158 – Chegada ao Topo & Gandhi

A grande alma.
É o significado de “Mahatma”, e foi o prenome dado a Gandhi.
Passar umas crónicas da Índia sem falar de Gandhi, o porta voz do país na primeira metade do século XX, seria uma lacuna, naturalmente. Receio porém não poder sair muito do que já se disse, do que já se sabe, dado ser uma figura tão badalada, alvo se inúmeras biografias, filmes, séries, artigos; e por isso talvez tenha andado a rodear o tema. Já o citei uma ou duas vezes, até agora, e mais nada. Mas é desta. Enquanto subo pelas montanhas – uma subida física – parece-me adequado falar de quem procurava uma subida espiritual, na sua vida e na dos outros.
Mohandas Karamchand Gandhi, nascido a 2 de Outubro de 1869 numa cidade costeira em Gujarat, era descendente de brâmanes, filho de um magistrado e de uma religiosa. Casou-se, a exemplo de todos na sua casta e nação àquele tempo, no final da infância com uma prima, Kasturbai. Ambos com 13 anos. O casal teve quatro filhos, todos rapazes: Harlal (1888), Manilal (1892), Ramdas (1897) e Devdas (1900).
Com o objetivo de seguir carreira idêntica à do pai, Gandhi foi para Londres estudar Direito, aí permanecendo de 1888 a 1891. Teve para tal de obter permissão da mãe, prometendo abster-se de vinho, mulheres e carne, apesar de ter desafiado os regulamentos da sua casta, que proibiam a viagem para Inglaterra.
Regressado à Índia, não se deu bem na profissão de advogado, e acabou por partir para a África do Sul, em 1893, para trabalhar numa empresa hindu de familiares.
A discriminação de que era alvo a minoria indiana nesse país foi o que despertou nele a consciência social, tendo organizado um movimento de luta contra as desigualdades. Acabaria por ficar na África do Sul muito mais tempo do que previra, só regressando definitivamente à Índia em 1915.
Enquanto esteve na África do Sul, Gandhi foi preso pelas suas atividades políticas, e foi na prisão que travou contacto, por carta, com Tolstoi, um dos seus ídolos. As semelhanças entre as suas atitudes e o modelo de Tolstoi são evidentes, de tal maneira que o primeiro ashram, ou quinta colectiva, que fundou, nos arredores de Durban, na África do Sul, recebeu o nome desse escritor russo. Da mesma forma, é influenciado pelas teses do norte-americano Henry Thoreau, indicado por Tolstoi. Gandhi descobriu então a Desobediência Civil, conceito formulado por Thoreau – um método de oposição e resistência a um poder político, seja pacífico ou violento.
Gandhi viria a ganhar notoriedade internacional pela sua política de desobediência civil e pelo uso do jejum como forma de protesto.

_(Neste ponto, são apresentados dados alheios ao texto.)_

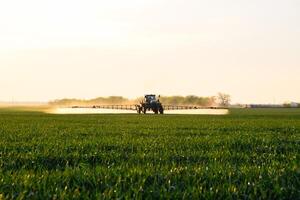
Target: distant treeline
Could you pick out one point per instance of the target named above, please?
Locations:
(171, 100)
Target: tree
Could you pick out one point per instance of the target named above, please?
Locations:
(223, 99)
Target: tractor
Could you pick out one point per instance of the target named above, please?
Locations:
(150, 103)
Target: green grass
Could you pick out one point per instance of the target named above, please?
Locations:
(248, 154)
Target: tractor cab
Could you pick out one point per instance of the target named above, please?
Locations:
(150, 98)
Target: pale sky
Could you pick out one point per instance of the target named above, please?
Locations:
(53, 49)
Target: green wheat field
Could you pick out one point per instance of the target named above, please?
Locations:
(248, 154)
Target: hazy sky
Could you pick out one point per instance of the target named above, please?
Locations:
(88, 48)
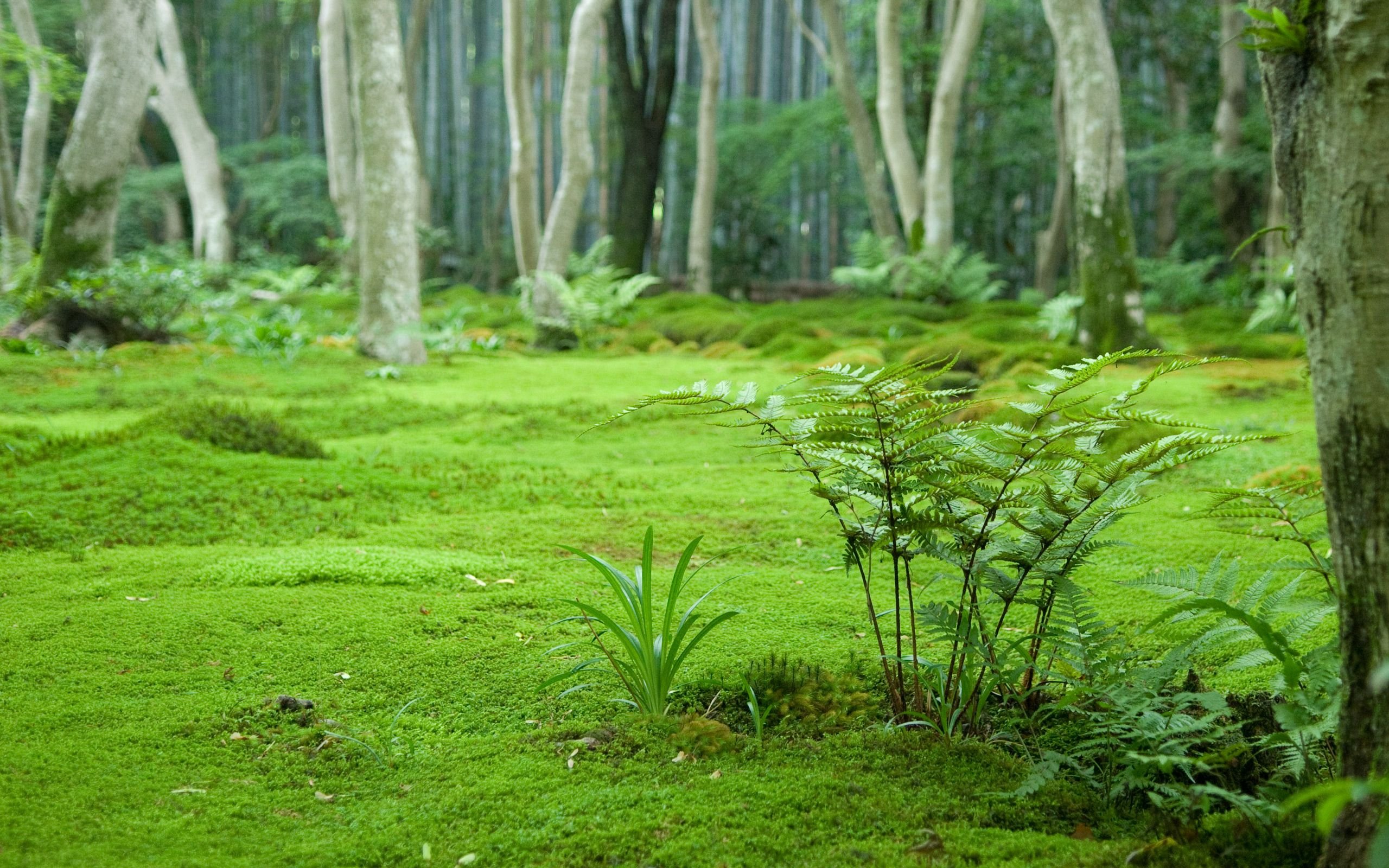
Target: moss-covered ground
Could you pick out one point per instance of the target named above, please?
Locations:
(156, 591)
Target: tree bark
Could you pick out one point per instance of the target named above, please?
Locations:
(388, 170)
(339, 137)
(87, 182)
(1328, 108)
(700, 257)
(34, 139)
(1052, 242)
(1112, 316)
(642, 99)
(860, 125)
(177, 105)
(938, 175)
(524, 171)
(892, 116)
(1234, 199)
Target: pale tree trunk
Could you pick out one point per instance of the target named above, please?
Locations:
(860, 125)
(34, 139)
(87, 184)
(339, 138)
(388, 170)
(1052, 242)
(700, 256)
(1233, 196)
(1112, 316)
(938, 175)
(177, 105)
(524, 171)
(576, 171)
(1328, 108)
(892, 116)
(1178, 114)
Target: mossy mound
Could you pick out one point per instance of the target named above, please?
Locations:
(239, 428)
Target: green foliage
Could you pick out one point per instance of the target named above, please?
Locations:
(807, 698)
(241, 430)
(1005, 510)
(881, 269)
(649, 646)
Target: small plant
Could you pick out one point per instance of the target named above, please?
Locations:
(242, 430)
(807, 696)
(646, 642)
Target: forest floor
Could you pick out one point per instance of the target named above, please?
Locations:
(156, 592)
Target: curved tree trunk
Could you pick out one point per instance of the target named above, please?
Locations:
(1112, 316)
(700, 257)
(1234, 199)
(1328, 108)
(34, 139)
(892, 116)
(177, 105)
(860, 125)
(339, 139)
(642, 99)
(87, 184)
(388, 170)
(938, 175)
(1052, 242)
(524, 171)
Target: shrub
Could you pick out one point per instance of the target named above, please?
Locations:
(645, 648)
(242, 430)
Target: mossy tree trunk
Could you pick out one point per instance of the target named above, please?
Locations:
(1112, 316)
(87, 184)
(1328, 107)
(388, 170)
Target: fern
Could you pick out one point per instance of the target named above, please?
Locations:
(1008, 512)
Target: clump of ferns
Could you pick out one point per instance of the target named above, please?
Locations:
(1006, 510)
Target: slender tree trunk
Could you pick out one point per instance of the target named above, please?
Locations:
(524, 171)
(177, 105)
(1052, 242)
(1107, 274)
(938, 175)
(860, 125)
(87, 184)
(339, 137)
(1328, 108)
(1234, 200)
(1178, 114)
(643, 105)
(892, 116)
(388, 169)
(576, 170)
(700, 256)
(34, 139)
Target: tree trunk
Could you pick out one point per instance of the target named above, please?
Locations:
(1234, 200)
(1112, 316)
(1052, 242)
(700, 257)
(1178, 114)
(1328, 108)
(177, 105)
(388, 170)
(87, 182)
(576, 170)
(643, 105)
(938, 175)
(339, 138)
(34, 139)
(860, 125)
(524, 171)
(892, 116)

Em 1915 regressa à Índia em definitivo e dá início à luta pela independência do domínio britânico. Gandhi seguia uma forma de hinduísmo que propunha um ideal de vida austera, levada com desprendimento dos bens terrenos, com humildade e equanimidade. De abnegação e sacrifício, aliás, daria largas provas ao longo dos anos. Durante a sua vida Gandhi passou cerca de 6 anos preso. Nunca recebeu o Prémio Nobel da Paz, apesar de ter sido indicado 5 vezes entre 1937 e 1948.
O seu programa continha cinco pontos básicos: igualdade; nenhum consumo de álcool ou droga; unidade hindu-muçulmana; amizade; e igualdade para as mulheres.

(Continua).

Porventura já começam a ficar cansados de tanto trekking. Eu não. Foi um dos meus dias preferidos em toda a viagem, durante este mês na Índia. Passaria a vida nisto. Não sentia cansaço, andava satisfeita e contente da vida, cheia de energia. Não me canso de ver estas fotos e de recordar o magnífico dia que passei nas montanhas de Munnar.

Aqui estou a caminho do pico, o nosso objetivo. O Senthal disse-me para ir à frente, para usufruir do momento. Como se eu ligasse a isso. Ir à frente deles ou atrás, chegar ao pico ou não chegar… Enjoy everything. Ainda por cima chegar ao pico é mau sinal, significa que a partir de então começamos a descer e que este maravilhoso dia começou portanto a acabar. Mas lá fui. Acho que nas fotos não nos apercebemos de quão íngremes eram as subidas, apesar de curtas (felizmente).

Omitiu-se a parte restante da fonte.